David Cameron could be on the verge of pulling off a master-stroke if the Yes Campaign loses its momentum and allows the Nos to get a foothold, even, dare I say it, winning. If Britain votes to keep first past the post there is a very real danger that the Tories may be in power for a very long time. It could mean a return to the 1980s and Margaret Thatcher style government.

Just in case you need reminding, Margaret Thatcher presided over unemployment topping one million for more than 10 years, decimated the trade union movement, laid waste large tracts of our industrial heartlands, waged war on Labour in local government, introduced of the poll tax, amongst other horrendous policies which struck at the core of the well-being of our country.

And in each of the general elections which returned Margaret Thatcher, the Conservatives only gained a minority of the votes cast – 43.9 percent in 1979, 42.4 percent in 1983 and 42.4 percent in 1987, due to the undemocratic nature of first past the post and the geographical distribution of the Tory and Labour voters. As I once heard the excellent former Foreign Secretary Robin Cook, who was a great supporter of proportional representation, say: “Under PR we would not have had Margaret Thatcher.”

I do not believe that the majority of the British people want a return to Thatcher, clothed this time as Cameron, or similar if Dave doesn’t go the distance.

When our electorate did not give any political party a clear majority in the 2010 election, they were telling the political class that they did not want either of the two main parties to govern. This can and does happen. We have, in fact, had a number of hung parliaments since the Second World War, including 1964, twice in 1974 as well as 2010. It seems that British politicians just cannot accept that sometimes it will be like this and that not every general election will produce a clear mandate for one particular party. Our continental counterparts take a much more mature view and are not afraid to form coalition governments when their electorate wishes this to happen. 

Strong government does not always equate to good government the “of the people, by the people, for the people” variety. Voting yes to AV will make the way we choose our representatives fairer and provide a bulwark against governments who seek to impose their own misguided ideology no matter what the consequences may be for the majority of those who live in our country.

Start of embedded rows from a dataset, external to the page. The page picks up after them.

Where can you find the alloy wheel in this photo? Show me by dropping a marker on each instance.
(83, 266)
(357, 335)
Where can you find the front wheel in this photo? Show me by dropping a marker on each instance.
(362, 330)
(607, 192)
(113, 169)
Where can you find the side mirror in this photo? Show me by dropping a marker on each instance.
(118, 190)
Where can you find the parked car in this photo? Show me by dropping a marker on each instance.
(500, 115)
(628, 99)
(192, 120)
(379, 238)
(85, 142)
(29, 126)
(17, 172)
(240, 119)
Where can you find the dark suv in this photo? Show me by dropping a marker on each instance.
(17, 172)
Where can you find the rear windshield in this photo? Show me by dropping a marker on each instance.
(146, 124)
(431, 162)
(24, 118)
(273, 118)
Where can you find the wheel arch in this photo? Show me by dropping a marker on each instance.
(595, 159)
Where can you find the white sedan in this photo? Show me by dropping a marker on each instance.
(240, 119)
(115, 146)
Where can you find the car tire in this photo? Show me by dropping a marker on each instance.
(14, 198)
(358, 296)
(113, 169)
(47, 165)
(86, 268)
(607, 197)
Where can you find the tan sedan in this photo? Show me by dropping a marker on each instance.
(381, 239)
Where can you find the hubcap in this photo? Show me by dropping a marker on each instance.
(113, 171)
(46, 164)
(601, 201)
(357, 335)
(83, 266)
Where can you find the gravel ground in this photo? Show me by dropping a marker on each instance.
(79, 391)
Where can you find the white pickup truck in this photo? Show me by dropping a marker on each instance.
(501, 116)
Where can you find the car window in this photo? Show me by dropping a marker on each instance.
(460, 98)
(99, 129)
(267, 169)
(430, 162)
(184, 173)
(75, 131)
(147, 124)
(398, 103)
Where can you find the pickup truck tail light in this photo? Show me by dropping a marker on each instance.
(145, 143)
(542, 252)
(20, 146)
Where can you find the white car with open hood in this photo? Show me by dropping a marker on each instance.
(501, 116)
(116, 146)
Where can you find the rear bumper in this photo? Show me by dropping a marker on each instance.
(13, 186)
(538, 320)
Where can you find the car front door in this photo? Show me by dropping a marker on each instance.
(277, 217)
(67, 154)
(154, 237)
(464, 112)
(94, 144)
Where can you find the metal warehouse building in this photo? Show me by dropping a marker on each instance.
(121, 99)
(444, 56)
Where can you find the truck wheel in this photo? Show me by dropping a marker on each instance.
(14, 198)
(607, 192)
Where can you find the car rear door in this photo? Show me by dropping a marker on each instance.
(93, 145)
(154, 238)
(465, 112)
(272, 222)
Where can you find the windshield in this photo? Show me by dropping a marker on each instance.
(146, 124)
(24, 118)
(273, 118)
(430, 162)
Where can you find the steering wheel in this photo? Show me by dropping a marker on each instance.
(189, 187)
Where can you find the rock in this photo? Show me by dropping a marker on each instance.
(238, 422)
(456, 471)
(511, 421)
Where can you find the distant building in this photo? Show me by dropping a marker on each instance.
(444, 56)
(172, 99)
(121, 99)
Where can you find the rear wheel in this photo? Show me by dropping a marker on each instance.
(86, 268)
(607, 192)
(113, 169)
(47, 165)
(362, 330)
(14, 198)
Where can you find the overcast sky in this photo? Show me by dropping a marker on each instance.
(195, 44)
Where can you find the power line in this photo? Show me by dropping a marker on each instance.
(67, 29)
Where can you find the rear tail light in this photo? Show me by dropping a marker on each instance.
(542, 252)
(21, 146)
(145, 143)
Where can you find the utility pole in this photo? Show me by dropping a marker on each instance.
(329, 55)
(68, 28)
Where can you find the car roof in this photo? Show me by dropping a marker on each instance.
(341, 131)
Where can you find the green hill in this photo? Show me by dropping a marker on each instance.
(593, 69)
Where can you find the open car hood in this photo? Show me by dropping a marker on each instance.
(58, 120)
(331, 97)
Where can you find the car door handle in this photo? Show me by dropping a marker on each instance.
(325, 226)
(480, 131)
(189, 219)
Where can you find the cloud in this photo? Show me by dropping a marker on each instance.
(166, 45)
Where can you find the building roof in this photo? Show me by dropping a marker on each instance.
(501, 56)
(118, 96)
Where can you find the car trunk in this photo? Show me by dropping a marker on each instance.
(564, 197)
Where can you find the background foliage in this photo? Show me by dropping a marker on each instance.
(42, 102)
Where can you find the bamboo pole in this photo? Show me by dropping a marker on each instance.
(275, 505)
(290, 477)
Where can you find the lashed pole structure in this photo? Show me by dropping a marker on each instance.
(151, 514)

Ed Miliband says Yes to AV

Labour Party

Regular readers of this blog will not be surprised to hear I am absolutely delighted that Ed Miliband has given his unequivocal support for the Alternative Vote.

Ed is due to address a Labour “Yes” rally today, giving his first major speech on AV.  He will stress that “the time is ripe for change”.

This is indeed true.  First past the post effectively disenfranchises huge numbers of people. In a general election if you do not live in a seat which may change party, you’re vote is essentially worthless. It’s because of this that people try and vote tactically. The best that can be said for this is that it’s a hit and miss method of choosing your MP and doesn’t really work as a large number of people are required to vote tactically for it to have any discernible effect.

AV, however, would allow voters to rank candidates with preferences being transferred until one candidate receives over half the votes cast. Since this was the system used to elect Ed Miliband as Labour’s leader, I would have thought Labour Party members would be used to it and agree that it is, in fact, much fairer than the current majoritarian method used for the House of Commons.

Ed will today also urge Labour supporters to ignore the temptation to vote “no” in order to damage Deputy Prime Minister and Lib Dem leader Nick Clegg, saying, “We can’t reduce the second referendum in British political history to the betrayal of one man. I supported the inclusion of an AV referendum in our manifesto. If it was right then, it is right now.”

Labour Party members should back our Leader on AV and campaign for a yes vote. We are the only country in the EU which elects its national parliament by first past the post. It’s high time Britain moved into the modern world.